School book bans have increased substantially in the past few years and become more comprehensive, said PEN America, which tracked 5,894 efforts in 41 states from 2021 to last year.
In Iowa, Mason City Community Schools used artificial intelligence (AI) to analyze book content to ensure compliance with a state law passed last year requiring the removal of works depicting sexual acts.
“With thousands of books to manage across nine building-level libraries, AI was a tool to efficiently narrow down the list of potential non-compliant books,” Mason City schools superintendent Pat Hamilton said in an e-mail.
In December last year, a federal judge blocked implementation of the state law, pending a legal challenge.

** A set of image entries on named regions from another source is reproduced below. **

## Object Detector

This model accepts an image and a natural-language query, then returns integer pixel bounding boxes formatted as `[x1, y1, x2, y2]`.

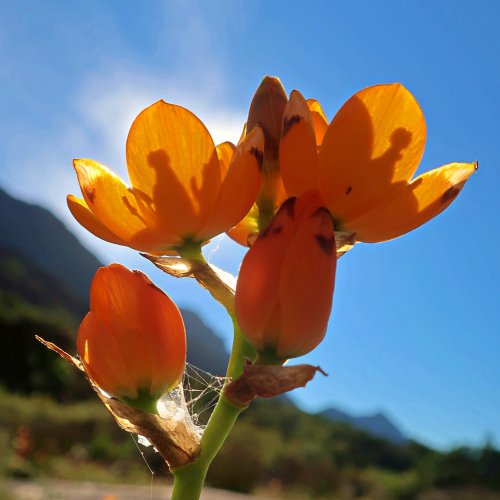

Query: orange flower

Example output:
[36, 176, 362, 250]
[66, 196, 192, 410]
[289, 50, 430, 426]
[229, 77, 477, 246]
[236, 192, 337, 363]
[77, 264, 186, 412]
[280, 84, 477, 242]
[68, 101, 263, 255]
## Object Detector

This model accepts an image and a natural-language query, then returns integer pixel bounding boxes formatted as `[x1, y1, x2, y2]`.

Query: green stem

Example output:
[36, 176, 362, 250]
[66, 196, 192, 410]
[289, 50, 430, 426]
[172, 248, 255, 500]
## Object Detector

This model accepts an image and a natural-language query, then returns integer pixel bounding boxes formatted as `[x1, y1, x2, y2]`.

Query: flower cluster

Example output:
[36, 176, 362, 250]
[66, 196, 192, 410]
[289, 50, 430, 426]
[68, 77, 476, 411]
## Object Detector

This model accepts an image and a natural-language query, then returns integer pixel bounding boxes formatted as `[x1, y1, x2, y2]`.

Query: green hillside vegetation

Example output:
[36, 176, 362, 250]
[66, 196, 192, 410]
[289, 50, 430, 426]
[0, 189, 500, 500]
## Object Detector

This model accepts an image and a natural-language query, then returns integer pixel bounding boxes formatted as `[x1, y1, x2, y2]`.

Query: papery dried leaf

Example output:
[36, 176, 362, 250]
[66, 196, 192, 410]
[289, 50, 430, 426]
[141, 253, 236, 314]
[224, 364, 326, 407]
[335, 231, 356, 259]
[97, 392, 200, 469]
[36, 335, 200, 469]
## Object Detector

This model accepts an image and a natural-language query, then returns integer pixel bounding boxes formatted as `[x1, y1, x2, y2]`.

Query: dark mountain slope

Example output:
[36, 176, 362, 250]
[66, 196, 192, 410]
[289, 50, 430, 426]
[0, 189, 102, 304]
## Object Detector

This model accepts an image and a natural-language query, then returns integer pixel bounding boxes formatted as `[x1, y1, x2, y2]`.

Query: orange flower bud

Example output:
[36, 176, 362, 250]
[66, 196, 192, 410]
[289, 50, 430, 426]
[77, 264, 186, 412]
[236, 192, 337, 363]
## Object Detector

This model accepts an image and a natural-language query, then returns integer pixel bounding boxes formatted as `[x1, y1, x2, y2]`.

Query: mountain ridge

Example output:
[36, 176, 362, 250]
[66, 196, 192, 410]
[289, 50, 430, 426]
[0, 188, 408, 444]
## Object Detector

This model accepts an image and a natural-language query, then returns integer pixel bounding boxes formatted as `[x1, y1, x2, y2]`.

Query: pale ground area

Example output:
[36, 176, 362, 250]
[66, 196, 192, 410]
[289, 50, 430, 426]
[0, 480, 270, 500]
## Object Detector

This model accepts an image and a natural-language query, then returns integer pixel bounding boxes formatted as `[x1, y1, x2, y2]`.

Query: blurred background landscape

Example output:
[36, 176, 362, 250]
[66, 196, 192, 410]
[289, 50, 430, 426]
[0, 180, 500, 499]
[0, 0, 500, 500]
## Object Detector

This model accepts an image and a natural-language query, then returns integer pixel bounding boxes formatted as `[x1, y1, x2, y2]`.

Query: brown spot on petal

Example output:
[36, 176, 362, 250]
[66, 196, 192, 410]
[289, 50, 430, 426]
[441, 186, 461, 204]
[250, 146, 264, 170]
[85, 186, 95, 203]
[281, 115, 301, 137]
[316, 234, 335, 255]
[279, 196, 297, 219]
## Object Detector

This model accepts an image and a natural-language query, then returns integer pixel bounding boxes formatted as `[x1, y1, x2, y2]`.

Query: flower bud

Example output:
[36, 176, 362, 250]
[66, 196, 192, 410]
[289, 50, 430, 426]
[236, 192, 337, 363]
[77, 264, 186, 413]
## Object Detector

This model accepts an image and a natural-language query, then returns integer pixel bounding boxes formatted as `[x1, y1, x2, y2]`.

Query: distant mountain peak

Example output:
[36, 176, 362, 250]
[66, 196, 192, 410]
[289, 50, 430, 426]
[320, 408, 408, 444]
[0, 188, 102, 303]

Yet the new use of this technology echoes past lessons around AI and social media moderation, said Emile Ayoub, counsel in the liberty and national security program with the Brennan Center for Justice, a think-tank.
“Again and again we’ve seen the limitations of these tools — they’re unreliable, unable to understand content and nuance, they’re biased and can disproportionately impact minority communities,” he said.
A tool such as Chat GPT — the “generative” AI program released a year ago — offers a veneer of objectivity, even while producing inconsistent results, he said.
“Broad and vague book bans like in Iowa are a basic threat to free speech,” Ayoub said. “And when you use generative AI tools to comply with those bans, it only increases that risk.”
Researchers with the Harvard Library Innovation Lab last year tested several “large language models” (LLMs) that power tools such as Chat GPT — asking the models to provide justifications to ban particular books.
They found that safeguards against harmful requests were “unpredictable,” with models often going back and forth but complying 75 percent of the time.
“The key point to remember here is that variability is not a bug, but a feature of LLMs,” the lab’s Matteo Cargnelutti and Kristi Mukk said in e-mail.
Jack Cushman, the lab’s director, said: “For now you’ll learn a lot more by talking to a real librarian.”